To, że Ubisoft stał się dla gier wideo tym, czym McDonald’s jest dla gastronomii, to raczej już każdy wie. Kilka franczyz dojonych od dekad w zupełności im wystarcza, by być jednym z najpopularniejszych developerów na rynku, niezależnie od stopnia zmian w kolejnych częściach ich najpopularniejszych tytułów. Zresztą nikt już nie sięga po Asasynów, Anno czy Far Cry’e, by zagrać w coś przełomowego. Sam rdzeń rozgrywki w grach Ubisoftu nie zmienił się na jotę, raptem tylko dodaje się kilka nowych mechanizmów, nowy setting oraz posypkę z wodotrysków nowszych technologii. I formuła ta, jak widać, działa.
W kontekście rozgrywki muzyka nie będzie to przeszkadzać, ale też żadnej scenie nie doda unikalności.

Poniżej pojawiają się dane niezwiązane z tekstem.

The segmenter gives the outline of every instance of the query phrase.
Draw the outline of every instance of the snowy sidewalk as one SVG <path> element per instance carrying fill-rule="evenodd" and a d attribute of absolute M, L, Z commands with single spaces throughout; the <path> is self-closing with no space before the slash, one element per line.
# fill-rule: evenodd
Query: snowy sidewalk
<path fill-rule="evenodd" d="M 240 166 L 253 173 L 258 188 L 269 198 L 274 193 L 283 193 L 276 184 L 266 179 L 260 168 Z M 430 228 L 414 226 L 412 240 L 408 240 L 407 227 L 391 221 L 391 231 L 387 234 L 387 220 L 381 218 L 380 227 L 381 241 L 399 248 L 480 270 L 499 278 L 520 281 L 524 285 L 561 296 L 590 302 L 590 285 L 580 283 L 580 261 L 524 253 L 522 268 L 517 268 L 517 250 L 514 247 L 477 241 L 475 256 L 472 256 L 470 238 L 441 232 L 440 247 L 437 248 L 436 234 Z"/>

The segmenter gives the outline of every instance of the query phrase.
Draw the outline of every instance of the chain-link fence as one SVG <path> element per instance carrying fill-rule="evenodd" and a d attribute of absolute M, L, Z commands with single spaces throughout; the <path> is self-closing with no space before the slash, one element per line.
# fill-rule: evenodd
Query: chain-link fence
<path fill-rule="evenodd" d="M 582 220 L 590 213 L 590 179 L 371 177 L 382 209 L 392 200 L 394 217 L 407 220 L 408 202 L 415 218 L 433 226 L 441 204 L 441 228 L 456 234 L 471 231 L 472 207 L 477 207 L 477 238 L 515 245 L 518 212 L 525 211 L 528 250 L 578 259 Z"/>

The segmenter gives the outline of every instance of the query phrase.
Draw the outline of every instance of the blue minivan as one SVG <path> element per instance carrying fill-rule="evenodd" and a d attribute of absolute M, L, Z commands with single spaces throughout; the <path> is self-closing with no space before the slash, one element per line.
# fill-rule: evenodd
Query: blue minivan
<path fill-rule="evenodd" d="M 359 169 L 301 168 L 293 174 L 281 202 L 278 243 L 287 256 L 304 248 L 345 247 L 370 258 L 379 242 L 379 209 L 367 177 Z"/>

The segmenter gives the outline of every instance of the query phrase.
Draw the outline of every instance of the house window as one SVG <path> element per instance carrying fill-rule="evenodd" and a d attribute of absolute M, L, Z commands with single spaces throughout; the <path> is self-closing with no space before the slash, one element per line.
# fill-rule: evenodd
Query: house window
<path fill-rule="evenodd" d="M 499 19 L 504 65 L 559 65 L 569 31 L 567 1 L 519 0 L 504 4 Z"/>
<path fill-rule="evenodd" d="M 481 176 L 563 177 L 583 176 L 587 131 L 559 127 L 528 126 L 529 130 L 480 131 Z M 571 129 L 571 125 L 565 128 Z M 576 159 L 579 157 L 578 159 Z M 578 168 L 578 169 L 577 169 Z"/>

Nowy Far Cry jedyne, co ma do zaoferowania, to ciekawy koncept wojny domowej i walki partyzanckiej z dyktatorskim reżimem, co ładnie wstrzela się w pewne tendencje w otaczającej nas rzeczywistości. Niestety, praktycznie na tym się kończy, bo zarówno antagoniści jak i protagoniści to zbieranina postaci nie dorastających do pięt swoim szaleństwem do bohaterów części poprzednich. A szkoda, bo kanwa na najlepszą historię jak najbardziej jest. Nie zmienia to jednak faktu, że ciężko mi się oderwać od wyzwalania Yary i nie spocznę, dopóki Anton Castillo nie padnie martwy u moich stóp.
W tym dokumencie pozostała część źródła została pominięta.